Married couples in New York who have individual retirement accounts may be required to divide them with their spouses when they get divorced. People who are entitled to receive a portion of their spouses’ IRAs will need to make sure they are transferred correctly to avoid potential tax consequences.
Tax-free IRA transfers
Transfers of IRA funds between spouses because of a divorce will be tax-free if certain conditions are met. To qualify as a tax-free transfer, it must be explicitly included in the property settlement or divorce decree. When the funds are transferred, they must also be transferred directly from the account holder’s IRA to a new IRA established in the receiving spouse’s name. If a spouse simply withdraws the money and gives it directly to the other spouse, the account holder will have to pay income taxes on the withdrawn amount and a 10% penalty if he or she is younger than age 59 1/2.
If the receiving spouse receives the funds instead of them being directly transferred into the IRA account, he or she will need to roll them over into an IRA within 60 days. However, 20% of the total amount will be withheld for taxes by the IRS. Even if the funds are transferred directly to a new IRA, the spouse receiving the funds will still need to pay taxes at the time he or she withdraws the money in the future.
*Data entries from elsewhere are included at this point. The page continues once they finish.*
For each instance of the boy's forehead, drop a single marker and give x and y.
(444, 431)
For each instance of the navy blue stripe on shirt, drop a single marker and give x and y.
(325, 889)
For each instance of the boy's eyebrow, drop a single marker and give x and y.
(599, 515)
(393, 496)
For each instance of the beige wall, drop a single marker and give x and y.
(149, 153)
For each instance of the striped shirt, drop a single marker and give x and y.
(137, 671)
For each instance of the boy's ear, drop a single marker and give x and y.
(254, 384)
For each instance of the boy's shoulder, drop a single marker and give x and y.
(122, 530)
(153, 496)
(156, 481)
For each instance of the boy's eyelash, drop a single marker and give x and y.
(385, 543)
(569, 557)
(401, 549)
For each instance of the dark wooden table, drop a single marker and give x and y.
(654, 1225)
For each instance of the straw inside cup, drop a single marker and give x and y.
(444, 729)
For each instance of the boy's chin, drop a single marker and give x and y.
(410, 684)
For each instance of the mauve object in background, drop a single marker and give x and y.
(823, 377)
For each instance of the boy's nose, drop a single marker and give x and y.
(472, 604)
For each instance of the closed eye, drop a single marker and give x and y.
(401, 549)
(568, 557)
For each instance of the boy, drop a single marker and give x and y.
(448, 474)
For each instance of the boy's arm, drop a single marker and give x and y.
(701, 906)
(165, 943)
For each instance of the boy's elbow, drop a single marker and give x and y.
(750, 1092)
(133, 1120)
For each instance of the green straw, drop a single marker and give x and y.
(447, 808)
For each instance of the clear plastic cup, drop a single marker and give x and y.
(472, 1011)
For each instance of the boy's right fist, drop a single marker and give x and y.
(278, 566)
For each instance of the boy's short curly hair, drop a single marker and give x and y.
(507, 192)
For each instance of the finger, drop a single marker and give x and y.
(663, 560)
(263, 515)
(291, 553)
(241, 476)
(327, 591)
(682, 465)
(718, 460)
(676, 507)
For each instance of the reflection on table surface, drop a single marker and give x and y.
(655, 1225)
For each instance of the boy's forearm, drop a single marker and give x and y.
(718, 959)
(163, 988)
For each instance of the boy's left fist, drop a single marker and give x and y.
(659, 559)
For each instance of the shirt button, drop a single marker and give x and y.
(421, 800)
Dividing IRAs and other types of retirement accounts in divorces must be done properly to avoid tax penalties. Withdrawing the money incorrectly can also force the account holder into a higher tax bracket since the withdrawn funds will be counted as income and added to his or her income for the year for tax purposes. People who are preparing to divorce and who have IRAs might want to get help from an experienced divorce lawyer to ensure that the funds are divided correctly to avoid the tax liabilities.